AMA Marketing: Neue Steinobst-Broschüre erschienen

Praktische Tipps zu Lagerung und Verarbeitung sowie Rezepte enthalten

Wien (AIZ) - Zwetschken, Marillen, Pfirsiche und Kirschen sind die wichtigsten Steinobstarten, die es bei uns gibt. Allesamt präsentieren sich in köstlicher Vielfalt, gelten als rundum gesund und bieten königlichen Genuss. Die neue Steinobst-Broschüre der AMA Marketing beinhaltet Hintergrundinformationen, praktische Tipps zur Lagerung und Verarbeitung und verführerische Rezepte. Die Broschüre ist in einer Auflage von 20.000 Stück erschienen und ab sofort gratis im AMA-Webshop unter www.ama-marketing.at erhältlich. Begleitend dazu wurde auch in einer Auflage von 1.000 Stück ein Steinobst-Poster produziert.

Charakteristisch für Steinfrüchte ist die steinartige Innenschicht, die den eigentlichen Samenkern umschließt. Das heißt:
der Kern befindet sich im Stein. Die Früchte sind innen hart und außen zart. Essbar sind die den Stein umhüllende Mittelschicht des Fruchtknotens und die Fruchtschale. Zu den bekanntesten Steinobstarten zählen bei uns Pflaumen, Zwetschken, Ringlotten, Mirabellen, Marillen, Pfirsiche, Nektarinen, Kirschen und Weichseln.

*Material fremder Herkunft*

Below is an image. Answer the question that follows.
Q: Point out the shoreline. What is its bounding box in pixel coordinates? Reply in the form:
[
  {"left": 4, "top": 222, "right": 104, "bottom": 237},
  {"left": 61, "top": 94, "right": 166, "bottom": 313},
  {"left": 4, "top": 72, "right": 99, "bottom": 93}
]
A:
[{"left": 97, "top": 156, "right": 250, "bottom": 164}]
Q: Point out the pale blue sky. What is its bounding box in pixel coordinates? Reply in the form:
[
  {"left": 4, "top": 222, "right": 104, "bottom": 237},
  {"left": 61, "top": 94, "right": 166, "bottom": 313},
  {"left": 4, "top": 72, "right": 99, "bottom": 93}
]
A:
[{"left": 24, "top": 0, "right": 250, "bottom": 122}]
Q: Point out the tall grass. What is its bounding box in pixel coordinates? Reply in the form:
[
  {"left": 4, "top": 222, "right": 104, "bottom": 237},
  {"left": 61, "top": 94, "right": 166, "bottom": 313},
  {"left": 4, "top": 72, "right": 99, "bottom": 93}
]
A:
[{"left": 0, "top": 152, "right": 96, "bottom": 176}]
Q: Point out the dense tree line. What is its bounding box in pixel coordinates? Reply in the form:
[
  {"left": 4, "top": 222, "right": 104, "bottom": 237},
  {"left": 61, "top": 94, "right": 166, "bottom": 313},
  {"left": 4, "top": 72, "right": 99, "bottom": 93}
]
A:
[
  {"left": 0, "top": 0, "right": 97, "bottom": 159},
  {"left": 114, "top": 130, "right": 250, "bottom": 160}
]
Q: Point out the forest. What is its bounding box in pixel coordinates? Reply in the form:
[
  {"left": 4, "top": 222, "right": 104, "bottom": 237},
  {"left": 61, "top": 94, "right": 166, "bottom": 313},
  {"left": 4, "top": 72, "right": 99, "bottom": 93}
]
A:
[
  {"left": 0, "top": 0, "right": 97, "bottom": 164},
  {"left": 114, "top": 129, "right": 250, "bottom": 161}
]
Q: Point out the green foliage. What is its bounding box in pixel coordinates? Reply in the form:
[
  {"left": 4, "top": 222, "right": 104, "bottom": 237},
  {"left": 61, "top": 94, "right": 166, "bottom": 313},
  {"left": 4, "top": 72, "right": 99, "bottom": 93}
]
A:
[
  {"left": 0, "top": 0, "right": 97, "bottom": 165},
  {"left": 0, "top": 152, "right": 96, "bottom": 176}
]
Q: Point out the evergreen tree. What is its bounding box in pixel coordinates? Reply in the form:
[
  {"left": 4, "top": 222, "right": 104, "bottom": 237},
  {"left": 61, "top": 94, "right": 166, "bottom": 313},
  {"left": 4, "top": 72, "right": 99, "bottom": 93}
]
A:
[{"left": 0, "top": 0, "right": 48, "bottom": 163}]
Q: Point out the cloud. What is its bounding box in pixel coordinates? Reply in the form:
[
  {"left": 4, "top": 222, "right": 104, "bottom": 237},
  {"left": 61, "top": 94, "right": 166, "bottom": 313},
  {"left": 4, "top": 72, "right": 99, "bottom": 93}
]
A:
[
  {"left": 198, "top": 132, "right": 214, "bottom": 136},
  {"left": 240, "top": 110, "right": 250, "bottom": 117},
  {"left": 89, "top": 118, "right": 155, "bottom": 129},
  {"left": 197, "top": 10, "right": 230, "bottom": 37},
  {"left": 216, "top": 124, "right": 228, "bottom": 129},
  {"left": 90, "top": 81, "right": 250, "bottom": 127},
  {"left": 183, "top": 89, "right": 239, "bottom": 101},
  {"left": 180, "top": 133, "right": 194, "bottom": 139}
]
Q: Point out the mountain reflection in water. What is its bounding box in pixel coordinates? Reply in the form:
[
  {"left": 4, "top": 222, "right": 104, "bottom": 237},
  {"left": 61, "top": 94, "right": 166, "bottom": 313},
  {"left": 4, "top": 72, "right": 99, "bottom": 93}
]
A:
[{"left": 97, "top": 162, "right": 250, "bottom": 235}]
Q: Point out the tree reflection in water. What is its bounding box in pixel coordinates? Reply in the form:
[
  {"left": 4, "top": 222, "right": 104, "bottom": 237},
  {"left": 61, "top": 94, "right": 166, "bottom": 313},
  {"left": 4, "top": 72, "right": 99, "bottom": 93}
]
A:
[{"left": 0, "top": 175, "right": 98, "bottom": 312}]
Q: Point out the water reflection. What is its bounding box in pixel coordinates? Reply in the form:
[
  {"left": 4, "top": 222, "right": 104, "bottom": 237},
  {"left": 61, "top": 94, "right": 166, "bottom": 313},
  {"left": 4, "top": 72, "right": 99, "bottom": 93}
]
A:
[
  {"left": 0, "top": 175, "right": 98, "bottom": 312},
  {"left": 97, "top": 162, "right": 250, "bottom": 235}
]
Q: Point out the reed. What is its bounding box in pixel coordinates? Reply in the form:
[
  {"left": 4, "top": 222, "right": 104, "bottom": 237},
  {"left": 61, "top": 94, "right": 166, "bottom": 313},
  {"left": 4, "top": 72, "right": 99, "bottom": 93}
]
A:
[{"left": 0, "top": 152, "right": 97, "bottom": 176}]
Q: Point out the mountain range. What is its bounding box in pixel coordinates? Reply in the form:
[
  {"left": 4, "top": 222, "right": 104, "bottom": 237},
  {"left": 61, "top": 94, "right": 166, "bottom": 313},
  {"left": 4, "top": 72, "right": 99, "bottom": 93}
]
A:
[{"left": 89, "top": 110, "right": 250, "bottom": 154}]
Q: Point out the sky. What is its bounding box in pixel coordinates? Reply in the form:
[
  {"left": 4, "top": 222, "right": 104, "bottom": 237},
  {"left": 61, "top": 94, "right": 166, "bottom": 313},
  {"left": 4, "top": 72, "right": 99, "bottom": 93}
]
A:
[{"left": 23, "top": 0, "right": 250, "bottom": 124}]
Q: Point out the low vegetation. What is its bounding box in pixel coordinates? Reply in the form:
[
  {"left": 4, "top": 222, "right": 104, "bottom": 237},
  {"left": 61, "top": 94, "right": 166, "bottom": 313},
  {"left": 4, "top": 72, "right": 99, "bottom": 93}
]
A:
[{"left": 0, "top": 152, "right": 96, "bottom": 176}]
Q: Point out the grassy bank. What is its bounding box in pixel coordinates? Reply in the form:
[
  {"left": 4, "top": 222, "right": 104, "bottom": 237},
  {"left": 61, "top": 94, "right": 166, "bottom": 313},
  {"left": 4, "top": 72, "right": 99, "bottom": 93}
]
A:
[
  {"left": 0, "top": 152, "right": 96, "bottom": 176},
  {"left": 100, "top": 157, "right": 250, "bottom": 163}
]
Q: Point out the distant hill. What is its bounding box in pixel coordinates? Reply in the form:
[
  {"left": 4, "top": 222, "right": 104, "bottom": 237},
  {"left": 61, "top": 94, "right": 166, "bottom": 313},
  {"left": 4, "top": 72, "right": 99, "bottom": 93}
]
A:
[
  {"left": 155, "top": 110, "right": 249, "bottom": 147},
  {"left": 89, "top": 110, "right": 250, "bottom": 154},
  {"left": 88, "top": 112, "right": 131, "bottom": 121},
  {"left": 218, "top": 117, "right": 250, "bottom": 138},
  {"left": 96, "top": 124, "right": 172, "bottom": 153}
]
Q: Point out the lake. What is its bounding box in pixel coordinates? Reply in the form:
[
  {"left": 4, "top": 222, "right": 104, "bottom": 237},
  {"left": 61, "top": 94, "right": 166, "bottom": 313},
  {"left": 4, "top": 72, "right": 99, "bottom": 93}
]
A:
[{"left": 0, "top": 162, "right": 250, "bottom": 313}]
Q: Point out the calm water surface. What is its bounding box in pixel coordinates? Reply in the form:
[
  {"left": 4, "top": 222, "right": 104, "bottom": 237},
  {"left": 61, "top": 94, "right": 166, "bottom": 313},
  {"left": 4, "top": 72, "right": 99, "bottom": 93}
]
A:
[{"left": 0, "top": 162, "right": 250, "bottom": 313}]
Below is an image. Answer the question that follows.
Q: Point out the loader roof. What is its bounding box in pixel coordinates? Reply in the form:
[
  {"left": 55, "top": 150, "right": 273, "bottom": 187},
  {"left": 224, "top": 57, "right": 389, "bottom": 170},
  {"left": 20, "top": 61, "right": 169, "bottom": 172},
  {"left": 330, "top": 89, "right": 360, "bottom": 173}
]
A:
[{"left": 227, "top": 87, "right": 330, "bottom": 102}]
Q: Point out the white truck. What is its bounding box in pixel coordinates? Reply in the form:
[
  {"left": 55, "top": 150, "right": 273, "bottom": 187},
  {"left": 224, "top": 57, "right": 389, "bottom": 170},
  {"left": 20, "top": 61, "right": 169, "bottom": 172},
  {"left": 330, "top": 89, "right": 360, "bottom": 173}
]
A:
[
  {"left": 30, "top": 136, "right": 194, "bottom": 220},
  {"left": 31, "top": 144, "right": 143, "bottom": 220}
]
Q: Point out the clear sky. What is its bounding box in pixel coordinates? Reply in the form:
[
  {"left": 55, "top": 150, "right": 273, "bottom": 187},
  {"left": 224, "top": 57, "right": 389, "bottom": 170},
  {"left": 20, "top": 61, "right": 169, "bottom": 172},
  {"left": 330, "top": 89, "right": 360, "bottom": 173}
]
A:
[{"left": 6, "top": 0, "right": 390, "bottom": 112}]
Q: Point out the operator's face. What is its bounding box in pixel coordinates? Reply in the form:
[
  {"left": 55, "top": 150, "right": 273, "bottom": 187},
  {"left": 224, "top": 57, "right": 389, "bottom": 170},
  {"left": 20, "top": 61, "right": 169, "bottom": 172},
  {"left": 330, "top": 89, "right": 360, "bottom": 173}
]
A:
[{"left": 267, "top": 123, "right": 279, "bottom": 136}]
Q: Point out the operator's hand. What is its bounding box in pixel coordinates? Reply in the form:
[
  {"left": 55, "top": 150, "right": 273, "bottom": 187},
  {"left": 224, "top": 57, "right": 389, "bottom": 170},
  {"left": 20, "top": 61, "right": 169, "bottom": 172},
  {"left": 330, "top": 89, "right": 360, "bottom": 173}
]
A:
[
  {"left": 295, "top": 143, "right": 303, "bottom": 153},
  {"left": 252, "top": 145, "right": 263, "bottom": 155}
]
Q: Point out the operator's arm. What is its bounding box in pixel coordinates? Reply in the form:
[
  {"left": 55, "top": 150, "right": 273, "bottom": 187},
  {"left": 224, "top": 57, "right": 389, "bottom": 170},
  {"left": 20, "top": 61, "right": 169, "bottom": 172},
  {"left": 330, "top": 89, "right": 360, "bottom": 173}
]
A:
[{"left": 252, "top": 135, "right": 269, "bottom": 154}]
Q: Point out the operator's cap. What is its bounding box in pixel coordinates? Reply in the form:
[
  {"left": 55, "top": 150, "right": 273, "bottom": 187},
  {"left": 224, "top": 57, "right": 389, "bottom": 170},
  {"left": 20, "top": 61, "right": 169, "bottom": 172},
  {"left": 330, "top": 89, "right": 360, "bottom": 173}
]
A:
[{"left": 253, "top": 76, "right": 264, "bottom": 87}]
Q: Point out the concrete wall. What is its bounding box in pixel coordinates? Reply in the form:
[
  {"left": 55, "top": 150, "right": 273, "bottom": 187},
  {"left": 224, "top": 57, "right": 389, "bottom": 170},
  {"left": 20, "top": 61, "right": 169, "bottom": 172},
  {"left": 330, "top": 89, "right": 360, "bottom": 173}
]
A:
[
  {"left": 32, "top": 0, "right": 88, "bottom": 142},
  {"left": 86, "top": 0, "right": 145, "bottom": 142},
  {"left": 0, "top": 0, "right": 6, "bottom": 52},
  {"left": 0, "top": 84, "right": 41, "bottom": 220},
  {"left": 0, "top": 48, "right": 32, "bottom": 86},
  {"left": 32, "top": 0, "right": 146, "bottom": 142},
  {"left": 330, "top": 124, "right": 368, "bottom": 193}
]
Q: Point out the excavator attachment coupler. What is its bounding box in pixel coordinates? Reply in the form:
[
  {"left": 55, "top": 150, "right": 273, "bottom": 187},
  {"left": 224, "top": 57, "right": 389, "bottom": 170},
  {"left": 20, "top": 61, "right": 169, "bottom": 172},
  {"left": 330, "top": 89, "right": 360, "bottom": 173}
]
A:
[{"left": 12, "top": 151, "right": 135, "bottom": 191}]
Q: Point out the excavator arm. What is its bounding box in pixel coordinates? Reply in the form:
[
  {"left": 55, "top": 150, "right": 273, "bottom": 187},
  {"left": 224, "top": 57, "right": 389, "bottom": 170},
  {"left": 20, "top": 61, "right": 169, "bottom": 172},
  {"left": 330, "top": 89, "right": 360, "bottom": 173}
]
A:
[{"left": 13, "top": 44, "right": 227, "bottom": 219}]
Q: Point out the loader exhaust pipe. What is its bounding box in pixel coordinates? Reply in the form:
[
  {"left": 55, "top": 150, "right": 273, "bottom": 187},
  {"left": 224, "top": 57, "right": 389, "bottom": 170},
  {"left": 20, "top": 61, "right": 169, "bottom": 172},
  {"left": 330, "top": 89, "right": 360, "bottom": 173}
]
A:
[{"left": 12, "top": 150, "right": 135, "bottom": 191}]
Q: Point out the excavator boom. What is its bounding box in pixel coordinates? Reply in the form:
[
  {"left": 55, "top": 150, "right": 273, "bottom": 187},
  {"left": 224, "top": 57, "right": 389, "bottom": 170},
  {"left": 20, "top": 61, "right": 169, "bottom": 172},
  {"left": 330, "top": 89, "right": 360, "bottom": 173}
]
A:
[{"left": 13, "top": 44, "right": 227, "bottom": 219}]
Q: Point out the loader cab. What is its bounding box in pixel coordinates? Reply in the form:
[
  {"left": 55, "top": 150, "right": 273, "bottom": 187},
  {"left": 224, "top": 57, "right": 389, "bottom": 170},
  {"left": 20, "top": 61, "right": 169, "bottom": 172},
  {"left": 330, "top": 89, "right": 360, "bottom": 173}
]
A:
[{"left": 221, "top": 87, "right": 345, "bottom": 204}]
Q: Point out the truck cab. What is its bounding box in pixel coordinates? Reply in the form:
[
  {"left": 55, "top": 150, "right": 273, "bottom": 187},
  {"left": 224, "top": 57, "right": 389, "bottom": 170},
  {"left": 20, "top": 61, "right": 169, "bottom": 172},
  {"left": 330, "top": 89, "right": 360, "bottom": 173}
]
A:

Gesund und unwiderstehlich gut

Steinobst gehört neben Gemüse und Beerenobst zu den wichtigsten Lieferanten von Vitaminen und Mineralstoffen. Große Bedeutung hat auch die in den Früchten enthaltene Zellulose, die als unverdaulicher Ballaststoff die Verdauungsorgane im Körper anregt. Außerdem enthält Steinobst energiespendenden Fruchtzucker. Mit ihrem hohen Wassergehalt bei niedriger Kalorienanzahl sind Steinfrüchte für die meisten Diätformen gut geeignet. Dabei kommt aber auch der Genuss nicht zu kurz. Steinfrüchte sind paradiesisch süß bis herb-würzig im Geschmack. Die Schale ist weich mit einem leichten Flaum überzogen, kann aber auch knackig und glatt sein. Steinfrüchte eignen sich gleichermaßen für köstliche Haupt- wie Süßspeisen.

Von Asien nach Europa

In China wurden schon vor 4.000 Jahren Marillen kultiviert. Alexander der Große brachte die Früchte nach Griechenland, von wo aus sie schnell in ganz Europa Verbreitung fanden. Heute sind Marillen aus der heimischen Küche nicht mehr weg zu denken. Der Name "Ringlotte" stammt übrigens von Königin Claudia, die diese Früchte sehr mochte. Aus "Reine-Claude" wurde Reneklode und schließlich in Österreich Ringlotte. Die Existenz der Kirschen in unseren Breiten haben wir Lucullus, dem römischen Feldherren und großen Feinschmecker, zu verdanken. Lucullus brachte nach der Eroberung der Stadt Kerasos (heutiges Armenien) nicht etwa die üblichen Schätze nach Europa mit, sondern junge Kirschenbäume.

"Bei der vielfältigen Auswahl an schmackhaften Steinobstsorten fällt es sicher nicht schwer, die Zauberformel 'Obst und Gemüse 5x am Tag' umzusetzen", lädt Karin Silberbauer, AMA-Managerin für Obst&Gemüse, dazu ein, gerade jetzt zur Hochsaison von Zwetschke & Co ordentlich zuzugreifen.